One of the continuing problems in the immigration policy field has been the general posture of the mainstream media that international migration is, almost without exception, a great thing and as American as apple pie.
With this in mind, I would like to note the arrival of a clear-eyed reporter who takes a refreshing look at immigration policy. I have never met or talked with her, but have only read her penetrating coverage of the recent report of the DHS Inspector General, described in a previous blog.
She is Sarah Ryley and she writes for The Daily, an internet-only publication designed for iPad users, but available to others online.
She managed to get her hands on the not-yet published text of the IG's stunning report on how line USCIS officers are being pushed to say "yes" and to do so quickly, even on some questionable cases. She wrote several stories about it, including, on January 5, one headed "Pushing the Envelope: Immigration counsel in conflict-of-interest probe over visa approval".
Typically IG and Government Accountability Office (GAO) reports on immigration policy are both dull and careful to avoid controversy – this report did not fit either of these descriptions. Further it was signed by an acting Inspector General, who stuck out his neck by criticizing policies of the Obama administration when it is President Obama who will appoint the next IG of DHS.
Despite the unusual nature of the IG's report, there has been little press coverage of it, other than that of Ms. Ryley, and her colleague, Ashley Kindergan.
The news article cited above deals with a subject that is touched upon in the IG's report; that is the alleged intervention into a USCIS decision regarding a petition filed by the University of Arizona seeking an O (for Outstanding) visa for an alien academic that the university wanted as an assistant professor of geography.
The university sought the visa for an expert on Mongolia; the California Service Center, one of the USCIS decision factories, said that the person was not outstanding enough to warrant that visa. The decision, according to Ms. Ryley's article, irritated Roxana Bacon, an Arizona immigration lawyer with ties to the university who was – presumably thanks to Secretary Napolitano – serving as general counsel of USCIS, with a political appointment.
What happened next, according to Ms. Ryley, was this:
Frustrated that a low-level officer was questioning the university's expertise in deciding who was extraordinary, Bacon emailed senior officials in November 2009: "Let's find a way to get the adjudicators [officers] out of making judgment calls rather than legal calls on complex research areas beyond their, or our, expertise. We are comfortable knowing that good Universities ... can be given the benefit of the doubt."
A little later, according to the same story:
Internal backlash against Bacon's aggressive approach led Homeland Security's Office of Inspector General to launch a conflict-of-interest investigation the following month. According to a heavily redacted synopsis, Bacon was accused of using subordinates to prevent the denial of the Mongolian scholar's visa application. Several sources close to the investigation said that an employee was asked to go into the mail room and intercept the denial letter before it could be sent.
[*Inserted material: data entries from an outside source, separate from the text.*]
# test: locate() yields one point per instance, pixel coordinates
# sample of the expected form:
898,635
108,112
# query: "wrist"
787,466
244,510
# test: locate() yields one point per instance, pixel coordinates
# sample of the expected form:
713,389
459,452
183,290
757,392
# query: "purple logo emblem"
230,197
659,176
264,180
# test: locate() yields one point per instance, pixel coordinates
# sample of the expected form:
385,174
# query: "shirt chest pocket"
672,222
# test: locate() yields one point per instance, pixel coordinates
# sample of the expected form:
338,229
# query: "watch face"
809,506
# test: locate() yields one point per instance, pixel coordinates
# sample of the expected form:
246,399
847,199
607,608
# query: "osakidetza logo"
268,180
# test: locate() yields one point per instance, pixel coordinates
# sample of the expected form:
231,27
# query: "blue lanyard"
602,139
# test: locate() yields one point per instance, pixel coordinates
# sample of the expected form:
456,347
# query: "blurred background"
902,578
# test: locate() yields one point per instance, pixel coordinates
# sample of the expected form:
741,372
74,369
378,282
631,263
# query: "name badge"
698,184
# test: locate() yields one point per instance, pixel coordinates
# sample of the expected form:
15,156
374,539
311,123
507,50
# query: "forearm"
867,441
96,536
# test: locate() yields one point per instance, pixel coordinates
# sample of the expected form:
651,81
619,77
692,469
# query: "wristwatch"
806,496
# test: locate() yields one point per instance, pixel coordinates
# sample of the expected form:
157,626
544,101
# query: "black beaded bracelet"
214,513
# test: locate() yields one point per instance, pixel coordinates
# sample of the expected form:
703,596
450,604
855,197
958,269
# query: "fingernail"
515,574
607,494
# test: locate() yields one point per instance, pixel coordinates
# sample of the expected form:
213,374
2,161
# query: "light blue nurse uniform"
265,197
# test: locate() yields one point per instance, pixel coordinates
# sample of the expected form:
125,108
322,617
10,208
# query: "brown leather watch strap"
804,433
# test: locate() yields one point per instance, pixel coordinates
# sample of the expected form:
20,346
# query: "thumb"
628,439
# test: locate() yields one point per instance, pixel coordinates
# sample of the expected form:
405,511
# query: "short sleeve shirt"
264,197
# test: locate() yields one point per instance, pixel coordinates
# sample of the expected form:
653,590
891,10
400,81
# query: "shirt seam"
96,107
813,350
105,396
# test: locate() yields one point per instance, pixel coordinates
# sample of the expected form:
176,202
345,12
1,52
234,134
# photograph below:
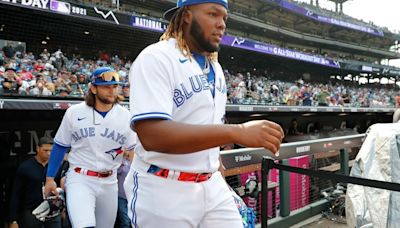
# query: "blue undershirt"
201,60
56,158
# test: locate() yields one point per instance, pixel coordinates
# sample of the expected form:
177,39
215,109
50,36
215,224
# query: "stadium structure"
284,41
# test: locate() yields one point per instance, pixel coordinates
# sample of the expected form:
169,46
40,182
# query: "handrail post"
344,162
284,190
265,167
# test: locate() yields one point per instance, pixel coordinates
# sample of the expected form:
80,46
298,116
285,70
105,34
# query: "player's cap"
104,76
181,3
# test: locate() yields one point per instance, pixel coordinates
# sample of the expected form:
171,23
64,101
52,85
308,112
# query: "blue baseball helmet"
181,3
104,76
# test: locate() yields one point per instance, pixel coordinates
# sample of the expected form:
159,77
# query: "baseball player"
178,106
97,131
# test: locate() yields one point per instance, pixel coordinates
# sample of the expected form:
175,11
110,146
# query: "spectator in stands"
62,92
9,87
125,90
1,57
45,56
40,89
293,129
75,87
306,96
323,96
9,51
27,191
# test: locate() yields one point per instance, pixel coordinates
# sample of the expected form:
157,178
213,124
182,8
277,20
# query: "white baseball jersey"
167,85
96,142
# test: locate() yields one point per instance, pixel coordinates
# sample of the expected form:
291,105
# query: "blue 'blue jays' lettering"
198,83
83,133
115,136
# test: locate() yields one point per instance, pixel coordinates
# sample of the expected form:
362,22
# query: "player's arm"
167,136
16,197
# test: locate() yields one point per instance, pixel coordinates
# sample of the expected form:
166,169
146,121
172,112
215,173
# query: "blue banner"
329,20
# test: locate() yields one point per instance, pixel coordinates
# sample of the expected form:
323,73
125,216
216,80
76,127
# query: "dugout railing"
251,159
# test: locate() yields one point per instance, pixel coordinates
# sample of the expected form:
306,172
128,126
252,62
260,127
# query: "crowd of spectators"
53,74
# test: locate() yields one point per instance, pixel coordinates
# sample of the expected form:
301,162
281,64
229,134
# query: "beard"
198,35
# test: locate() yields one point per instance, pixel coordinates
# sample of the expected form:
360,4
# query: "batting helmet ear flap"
51,207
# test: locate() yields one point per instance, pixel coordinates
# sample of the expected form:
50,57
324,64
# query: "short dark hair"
45,140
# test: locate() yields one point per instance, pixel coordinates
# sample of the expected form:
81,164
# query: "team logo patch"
115,152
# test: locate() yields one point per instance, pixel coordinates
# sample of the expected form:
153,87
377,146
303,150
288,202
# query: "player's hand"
50,188
260,133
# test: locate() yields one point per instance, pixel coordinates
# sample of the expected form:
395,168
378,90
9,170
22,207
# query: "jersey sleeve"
151,88
64,133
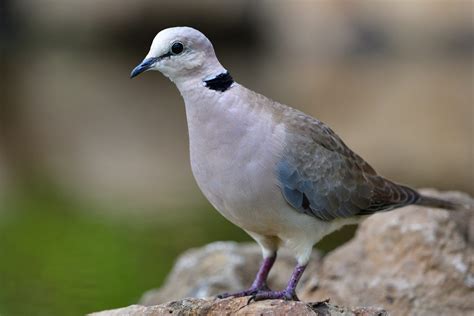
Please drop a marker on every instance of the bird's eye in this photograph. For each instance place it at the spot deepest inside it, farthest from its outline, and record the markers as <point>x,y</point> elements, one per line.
<point>177,48</point>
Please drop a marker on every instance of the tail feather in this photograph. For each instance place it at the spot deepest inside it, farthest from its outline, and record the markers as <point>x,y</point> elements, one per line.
<point>440,203</point>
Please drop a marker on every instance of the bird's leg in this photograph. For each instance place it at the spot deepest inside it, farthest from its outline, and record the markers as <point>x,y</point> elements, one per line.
<point>287,294</point>
<point>260,282</point>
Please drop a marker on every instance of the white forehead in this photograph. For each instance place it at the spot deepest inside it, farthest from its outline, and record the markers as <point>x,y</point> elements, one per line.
<point>187,35</point>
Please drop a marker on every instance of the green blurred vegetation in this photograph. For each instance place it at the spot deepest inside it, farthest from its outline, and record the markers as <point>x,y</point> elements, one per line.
<point>60,256</point>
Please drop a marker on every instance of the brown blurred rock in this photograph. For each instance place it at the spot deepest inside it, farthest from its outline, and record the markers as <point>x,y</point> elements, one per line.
<point>239,306</point>
<point>222,267</point>
<point>413,261</point>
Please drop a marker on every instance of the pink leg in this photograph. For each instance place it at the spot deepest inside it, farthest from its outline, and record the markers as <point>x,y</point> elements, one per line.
<point>260,282</point>
<point>287,294</point>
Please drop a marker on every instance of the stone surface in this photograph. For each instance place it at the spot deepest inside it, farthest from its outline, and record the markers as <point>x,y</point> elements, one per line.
<point>239,306</point>
<point>222,267</point>
<point>412,261</point>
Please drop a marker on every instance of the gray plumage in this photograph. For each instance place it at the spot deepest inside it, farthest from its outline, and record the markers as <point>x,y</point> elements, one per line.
<point>284,177</point>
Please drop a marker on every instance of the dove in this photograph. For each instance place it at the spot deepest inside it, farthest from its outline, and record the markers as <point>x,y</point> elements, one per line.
<point>282,176</point>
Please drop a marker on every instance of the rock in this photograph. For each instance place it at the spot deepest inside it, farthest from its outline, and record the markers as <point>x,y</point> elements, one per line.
<point>239,306</point>
<point>222,267</point>
<point>412,261</point>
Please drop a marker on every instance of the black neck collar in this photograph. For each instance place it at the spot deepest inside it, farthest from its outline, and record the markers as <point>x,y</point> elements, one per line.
<point>221,82</point>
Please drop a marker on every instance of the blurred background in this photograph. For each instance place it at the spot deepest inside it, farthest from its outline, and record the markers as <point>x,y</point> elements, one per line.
<point>96,193</point>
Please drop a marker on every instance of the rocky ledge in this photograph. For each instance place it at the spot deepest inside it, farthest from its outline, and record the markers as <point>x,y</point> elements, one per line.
<point>412,261</point>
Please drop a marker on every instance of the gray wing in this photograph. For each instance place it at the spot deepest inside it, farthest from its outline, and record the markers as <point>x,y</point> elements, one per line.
<point>320,176</point>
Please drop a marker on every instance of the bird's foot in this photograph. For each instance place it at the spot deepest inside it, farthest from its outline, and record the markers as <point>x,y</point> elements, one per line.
<point>287,295</point>
<point>249,292</point>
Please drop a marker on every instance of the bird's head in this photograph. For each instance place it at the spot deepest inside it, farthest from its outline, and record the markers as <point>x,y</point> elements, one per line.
<point>180,52</point>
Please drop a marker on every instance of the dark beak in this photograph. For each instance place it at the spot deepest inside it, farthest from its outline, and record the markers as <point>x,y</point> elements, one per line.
<point>143,66</point>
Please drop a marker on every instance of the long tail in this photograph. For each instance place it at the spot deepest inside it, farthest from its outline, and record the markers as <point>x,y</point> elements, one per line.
<point>439,203</point>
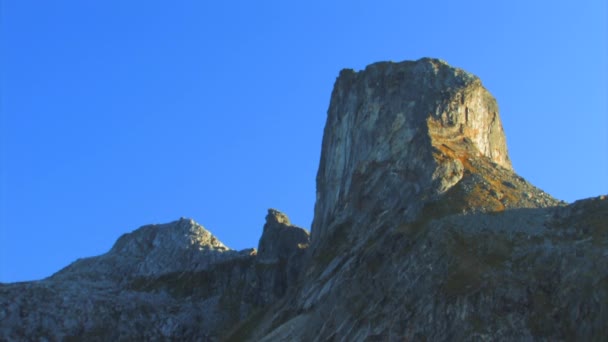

The staff stuck to their guns, the university appealed the denial to the internal USCIS review agency, the Administrative Appeals Office, which upheld the staff decision. Bacon subsequently resigned.
Needlessly to say, such detailed, searching reporting is not the norm.
While I applaud Ms. Ryley's journalism, I praise her despite the fact that I have a longtime grudge against her employer, the Murdoch interests. I say that from several viewpoints: that of a citizen, a newspaper-lover, and as a worker.
I generally disagree with Murdoch's politics and business practices and think that what he did to the venerable Times of London is the journalistic equivalent of dumping a load of garbage on the steps of a cathedral. Finally, for about a decade I was the (part-time) Washington correspondent of the Fiji-based newsmagazine Pacific Islands Monthly, a delightful if not very well-paid assignment for me. After I left (and this is not cause-and-effect) Murdoch killed it so quickly that poor old PIM did not even get to publish a farewell issue.
Note: I find the University of Arizona's appeal from the staff's negative decision to the AAO, in the case of the Mongolian scholar, bewildering. The university had, all along, the option of using either the J-1 or the H-1B program to bring the scholar in question. If the City of Baltimore can use the J-1 program to hire minimally qualified aliens to teach in the public grade schools, surely a university could get such a visa for a college professor. Alternatively, the university could have used its academic status to avoid the kind of ceiling on H-1Bs that applies to other employers, so that would not have been an obstacle.
Did the university feel it had such a good friend in court, Ms. Bacon, that they did not need to use any other avenues to hire that person? Maybe they, in fact, did use H-1B or J-1 for that purpose and neither Ms. Ryley nor the IG noticed. Odd.